La France des prisons

Publié le par la Rédaction

Roanne : la pénitentiaire a les clés du centre de détention

Le groupe Eiffage remet officiellement aujourd’hui les clés de cet établissement de 600 places dont le chantier a démarré en juin 2006. Les premiers détenus arriveront fin janvier 2009.

Aujourd’hui le groupe de travaux publics
Eiffage va officiellement remettre les clés du centre de détention de Roanne à l’administration pénitentiaire. Une cérémonie en vase clos, marquant l’épilogue de plus de deux ans d’un des plus grands chantiers jamais réalisés dans le Roannais. Montant des travaux : 60 millions d’euros.

Une dizaine de bâtiments de un à quatre étages, d’une superficie totale de 66.000 m2, dont deux quartiers de 240 places pour les hommes et un de 90 places pour les femmes, ont ainsi été érigés sur cette zone de 14,5 hectares située au bout de la rue Georges-Mandel.
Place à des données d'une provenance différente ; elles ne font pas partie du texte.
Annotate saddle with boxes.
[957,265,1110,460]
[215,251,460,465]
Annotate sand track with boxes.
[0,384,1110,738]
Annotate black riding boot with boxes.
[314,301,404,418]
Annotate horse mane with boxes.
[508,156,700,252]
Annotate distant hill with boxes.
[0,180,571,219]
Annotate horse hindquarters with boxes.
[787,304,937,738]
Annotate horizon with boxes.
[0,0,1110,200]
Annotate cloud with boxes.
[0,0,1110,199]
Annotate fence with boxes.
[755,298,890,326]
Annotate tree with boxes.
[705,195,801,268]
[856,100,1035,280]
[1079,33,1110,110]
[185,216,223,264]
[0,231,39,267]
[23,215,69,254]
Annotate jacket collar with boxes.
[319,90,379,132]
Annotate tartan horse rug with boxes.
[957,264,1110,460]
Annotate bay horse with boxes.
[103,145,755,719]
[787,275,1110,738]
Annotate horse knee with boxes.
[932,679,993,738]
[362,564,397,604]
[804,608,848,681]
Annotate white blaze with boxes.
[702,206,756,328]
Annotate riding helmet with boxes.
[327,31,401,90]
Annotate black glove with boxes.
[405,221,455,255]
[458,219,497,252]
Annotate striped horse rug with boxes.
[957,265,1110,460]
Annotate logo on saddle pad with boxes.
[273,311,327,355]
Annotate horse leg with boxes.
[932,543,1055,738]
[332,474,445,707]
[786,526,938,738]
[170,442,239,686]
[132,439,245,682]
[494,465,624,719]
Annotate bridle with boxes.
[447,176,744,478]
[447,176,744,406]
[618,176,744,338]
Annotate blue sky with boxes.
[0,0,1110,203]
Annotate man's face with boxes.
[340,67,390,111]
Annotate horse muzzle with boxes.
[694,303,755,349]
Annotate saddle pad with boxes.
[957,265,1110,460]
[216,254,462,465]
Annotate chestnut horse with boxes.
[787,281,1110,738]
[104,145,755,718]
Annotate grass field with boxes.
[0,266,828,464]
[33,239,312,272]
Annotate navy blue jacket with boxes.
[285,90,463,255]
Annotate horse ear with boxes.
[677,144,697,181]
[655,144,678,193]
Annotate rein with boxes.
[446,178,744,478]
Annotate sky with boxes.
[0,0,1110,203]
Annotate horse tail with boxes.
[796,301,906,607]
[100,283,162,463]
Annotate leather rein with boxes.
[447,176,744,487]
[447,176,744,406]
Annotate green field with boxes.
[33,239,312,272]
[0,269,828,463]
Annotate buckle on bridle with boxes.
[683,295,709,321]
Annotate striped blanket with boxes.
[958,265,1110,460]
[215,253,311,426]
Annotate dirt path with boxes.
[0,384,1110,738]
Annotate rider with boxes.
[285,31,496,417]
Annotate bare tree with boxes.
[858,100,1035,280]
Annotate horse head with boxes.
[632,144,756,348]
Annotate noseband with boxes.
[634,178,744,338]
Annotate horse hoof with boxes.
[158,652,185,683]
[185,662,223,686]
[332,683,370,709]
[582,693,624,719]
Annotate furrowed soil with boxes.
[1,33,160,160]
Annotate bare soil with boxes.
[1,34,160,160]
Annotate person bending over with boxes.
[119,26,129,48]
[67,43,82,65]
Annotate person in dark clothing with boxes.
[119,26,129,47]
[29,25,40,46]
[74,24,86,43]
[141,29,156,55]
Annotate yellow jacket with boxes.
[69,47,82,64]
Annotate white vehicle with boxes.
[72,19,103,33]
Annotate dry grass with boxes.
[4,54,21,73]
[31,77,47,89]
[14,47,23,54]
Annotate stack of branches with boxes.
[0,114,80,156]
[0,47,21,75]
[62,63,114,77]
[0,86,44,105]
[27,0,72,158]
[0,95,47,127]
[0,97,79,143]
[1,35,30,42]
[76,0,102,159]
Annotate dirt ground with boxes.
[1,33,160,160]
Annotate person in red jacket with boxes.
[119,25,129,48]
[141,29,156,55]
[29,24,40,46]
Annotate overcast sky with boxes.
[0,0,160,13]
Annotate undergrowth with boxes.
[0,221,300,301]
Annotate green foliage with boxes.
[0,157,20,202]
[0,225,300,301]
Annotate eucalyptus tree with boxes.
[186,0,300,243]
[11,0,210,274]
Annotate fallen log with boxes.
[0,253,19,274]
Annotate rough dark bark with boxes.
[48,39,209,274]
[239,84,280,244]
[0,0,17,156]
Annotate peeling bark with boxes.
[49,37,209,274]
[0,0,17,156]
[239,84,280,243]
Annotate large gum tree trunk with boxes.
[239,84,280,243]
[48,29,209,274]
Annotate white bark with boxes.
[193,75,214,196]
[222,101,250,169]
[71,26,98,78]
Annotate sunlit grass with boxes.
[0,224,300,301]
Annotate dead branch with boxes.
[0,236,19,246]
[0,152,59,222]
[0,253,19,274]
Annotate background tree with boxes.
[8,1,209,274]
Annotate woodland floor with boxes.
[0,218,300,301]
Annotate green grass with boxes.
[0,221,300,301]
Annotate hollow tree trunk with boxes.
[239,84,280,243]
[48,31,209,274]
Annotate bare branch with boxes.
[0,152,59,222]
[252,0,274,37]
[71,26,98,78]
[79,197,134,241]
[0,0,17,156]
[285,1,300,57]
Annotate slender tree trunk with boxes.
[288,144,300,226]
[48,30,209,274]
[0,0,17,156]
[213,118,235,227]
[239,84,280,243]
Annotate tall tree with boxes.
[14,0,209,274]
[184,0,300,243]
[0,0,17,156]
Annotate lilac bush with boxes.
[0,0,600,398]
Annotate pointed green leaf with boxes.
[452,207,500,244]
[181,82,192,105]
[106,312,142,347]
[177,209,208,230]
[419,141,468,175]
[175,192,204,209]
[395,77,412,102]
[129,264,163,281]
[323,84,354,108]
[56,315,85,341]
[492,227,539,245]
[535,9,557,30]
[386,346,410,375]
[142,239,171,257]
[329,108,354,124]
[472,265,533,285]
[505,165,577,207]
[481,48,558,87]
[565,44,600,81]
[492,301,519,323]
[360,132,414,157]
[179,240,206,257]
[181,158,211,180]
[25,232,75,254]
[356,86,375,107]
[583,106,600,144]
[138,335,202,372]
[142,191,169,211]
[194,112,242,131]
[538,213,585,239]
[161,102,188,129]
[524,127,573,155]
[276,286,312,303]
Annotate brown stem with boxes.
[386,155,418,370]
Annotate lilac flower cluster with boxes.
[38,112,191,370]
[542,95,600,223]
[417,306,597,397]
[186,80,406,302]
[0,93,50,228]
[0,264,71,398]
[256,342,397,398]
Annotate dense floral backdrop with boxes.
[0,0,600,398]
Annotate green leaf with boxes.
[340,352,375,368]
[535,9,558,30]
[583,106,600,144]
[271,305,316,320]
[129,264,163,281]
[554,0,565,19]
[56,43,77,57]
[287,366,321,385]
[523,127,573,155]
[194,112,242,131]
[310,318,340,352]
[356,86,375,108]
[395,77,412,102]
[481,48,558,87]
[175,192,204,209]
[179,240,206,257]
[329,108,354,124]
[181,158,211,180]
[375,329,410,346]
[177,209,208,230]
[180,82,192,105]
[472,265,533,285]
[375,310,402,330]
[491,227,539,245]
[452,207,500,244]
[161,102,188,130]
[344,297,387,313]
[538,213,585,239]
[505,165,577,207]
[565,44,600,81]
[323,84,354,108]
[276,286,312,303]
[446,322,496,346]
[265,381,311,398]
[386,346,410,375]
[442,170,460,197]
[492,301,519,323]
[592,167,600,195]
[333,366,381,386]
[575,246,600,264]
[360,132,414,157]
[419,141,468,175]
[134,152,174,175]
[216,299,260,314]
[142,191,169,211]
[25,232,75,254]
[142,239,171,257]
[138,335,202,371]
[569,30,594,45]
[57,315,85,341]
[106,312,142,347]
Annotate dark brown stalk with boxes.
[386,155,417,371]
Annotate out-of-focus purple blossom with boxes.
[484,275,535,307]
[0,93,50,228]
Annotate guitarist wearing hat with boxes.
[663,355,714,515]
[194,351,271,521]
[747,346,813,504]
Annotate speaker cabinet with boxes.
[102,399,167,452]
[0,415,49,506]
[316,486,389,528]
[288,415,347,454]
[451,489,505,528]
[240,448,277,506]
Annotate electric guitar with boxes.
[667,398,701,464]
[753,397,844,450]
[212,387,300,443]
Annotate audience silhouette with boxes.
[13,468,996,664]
Ils composent un centre de détention voué à accueillir 600 détenus majeurs condamnés à des moyennes et longues peines pouvant aller jusqu’à la perpétuité. Un établissement pilote, comprenant notamment trois unités de visite familiale, où le détenu pourra recevoir sa famille en toute intimité pendant quelques jours avant de réintégrer sa cellule.

Avant d’avoir les clés, l’administration pénitentiaire avait déjà pris ses marques avec l’arrivée des premiers surveillants, début septembre, et bien avant celle d’Isabelle Chailloux, la directrice de l’établissement, précédemment à la tête du centre de détention de Riom.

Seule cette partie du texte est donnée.